Wiley, Journal of Geophysical Research. Space Physics, 11(128), 2023
DOI: 10.1029/2023ja031656
Full text: Unavailable
AbstractWe define the spatial clustering of X‐rays within Jupiter's northern auroral regions by classifying their distributions into “X‐ray auroral structures.” Using data from Chandra during Juno's main mission observations (24 May 2016 to 8 September 2019), we define five X‐ray structures based on their ionospheric location and calculate the distribution of auroral photons. The morphology and ionospheric location of these structures allow us to explore the possibility of numerous X‐ray auroral magnetospheric drivers. We compare these distributions to Hubble Space Telescope (HST) and Juno (Waves and MAG) data, and a 1D solar wind propagation model to infer the state of Jupiter's magnetosphere. Our results suggest that the five sub‐classes of “X‐ray structures” fall under two broad morphologies: fully polar and low latitude emissions. Visibility modeling of each structure suggests the non‐uniformity of the photon distributions across the Chandra intervals are likely associated with the switching on/off of magnetospheric drivers as opposed to geometrical effects.
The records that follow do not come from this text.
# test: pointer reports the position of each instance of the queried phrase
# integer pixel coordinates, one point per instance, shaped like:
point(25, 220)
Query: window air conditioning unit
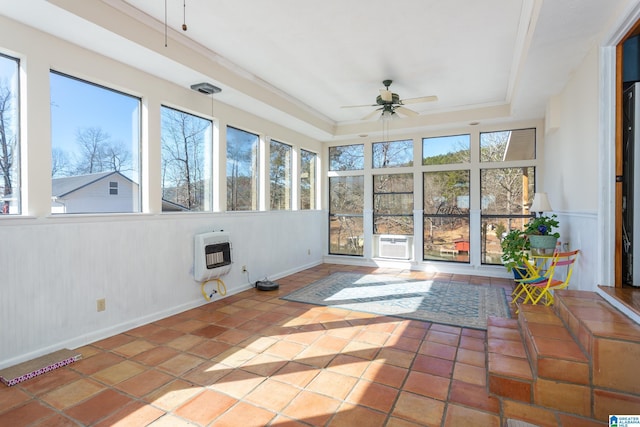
point(395, 247)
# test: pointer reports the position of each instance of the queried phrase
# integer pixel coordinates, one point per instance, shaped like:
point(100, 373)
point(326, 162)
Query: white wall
point(54, 268)
point(571, 166)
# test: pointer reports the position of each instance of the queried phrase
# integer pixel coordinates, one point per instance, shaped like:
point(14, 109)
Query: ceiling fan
point(390, 104)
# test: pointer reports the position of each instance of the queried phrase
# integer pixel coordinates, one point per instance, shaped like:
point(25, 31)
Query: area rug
point(445, 302)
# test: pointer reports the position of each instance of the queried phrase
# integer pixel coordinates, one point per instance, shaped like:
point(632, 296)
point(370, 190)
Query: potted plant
point(540, 233)
point(515, 252)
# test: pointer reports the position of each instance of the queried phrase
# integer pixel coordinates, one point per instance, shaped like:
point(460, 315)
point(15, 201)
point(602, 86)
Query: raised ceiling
point(298, 62)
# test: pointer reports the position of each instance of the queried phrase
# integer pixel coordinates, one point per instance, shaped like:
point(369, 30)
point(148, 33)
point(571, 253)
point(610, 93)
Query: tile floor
point(253, 359)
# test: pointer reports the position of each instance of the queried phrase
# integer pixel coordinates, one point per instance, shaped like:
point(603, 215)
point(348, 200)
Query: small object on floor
point(266, 285)
point(38, 366)
point(518, 423)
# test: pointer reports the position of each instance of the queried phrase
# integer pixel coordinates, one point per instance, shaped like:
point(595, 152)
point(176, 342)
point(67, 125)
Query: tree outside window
point(186, 161)
point(280, 175)
point(95, 140)
point(9, 136)
point(308, 164)
point(242, 170)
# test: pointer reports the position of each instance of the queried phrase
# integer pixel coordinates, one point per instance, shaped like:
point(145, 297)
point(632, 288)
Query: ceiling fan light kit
point(391, 104)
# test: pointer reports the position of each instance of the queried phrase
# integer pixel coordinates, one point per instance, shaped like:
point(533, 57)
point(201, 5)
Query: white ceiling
point(298, 62)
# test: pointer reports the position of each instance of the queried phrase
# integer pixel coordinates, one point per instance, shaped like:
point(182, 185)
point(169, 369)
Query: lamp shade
point(540, 203)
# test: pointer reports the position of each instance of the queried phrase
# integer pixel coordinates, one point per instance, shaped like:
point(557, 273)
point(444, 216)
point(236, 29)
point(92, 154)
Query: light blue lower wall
point(54, 269)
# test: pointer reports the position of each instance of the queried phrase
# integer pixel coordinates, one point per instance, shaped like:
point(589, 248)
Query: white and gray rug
point(451, 303)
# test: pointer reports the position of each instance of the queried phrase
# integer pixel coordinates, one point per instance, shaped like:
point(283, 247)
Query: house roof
point(61, 187)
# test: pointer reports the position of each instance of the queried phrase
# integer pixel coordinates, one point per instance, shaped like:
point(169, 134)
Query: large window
point(393, 154)
point(308, 164)
point(346, 157)
point(346, 204)
point(506, 192)
point(446, 216)
point(95, 141)
point(280, 175)
point(393, 204)
point(186, 161)
point(446, 198)
point(9, 136)
point(242, 170)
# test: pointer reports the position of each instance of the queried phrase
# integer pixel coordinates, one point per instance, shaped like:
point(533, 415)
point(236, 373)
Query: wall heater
point(212, 255)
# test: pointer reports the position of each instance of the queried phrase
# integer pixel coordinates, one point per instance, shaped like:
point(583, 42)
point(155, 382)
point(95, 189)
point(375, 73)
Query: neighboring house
point(98, 192)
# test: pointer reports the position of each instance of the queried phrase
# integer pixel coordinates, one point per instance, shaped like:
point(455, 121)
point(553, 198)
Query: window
point(242, 170)
point(346, 157)
point(446, 216)
point(95, 138)
point(506, 193)
point(186, 161)
point(446, 150)
point(508, 145)
point(346, 205)
point(393, 154)
point(393, 204)
point(9, 136)
point(280, 175)
point(307, 179)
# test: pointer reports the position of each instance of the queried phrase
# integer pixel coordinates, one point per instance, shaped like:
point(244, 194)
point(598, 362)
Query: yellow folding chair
point(557, 277)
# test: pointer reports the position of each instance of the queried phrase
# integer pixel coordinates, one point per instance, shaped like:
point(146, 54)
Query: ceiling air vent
point(206, 88)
The combination of ultraviolet (UV) and X‐ray morphological structures is a powerful tool to elucidate the behavior of both electrons and ions and their link to solar wind/magnetospheric conditions in the absence of an upstream solar monitor. Although much work is still needed to progress the use of X‐ray morphology as a diagnostic tool, we set the foundations for future studies to continue this vital research.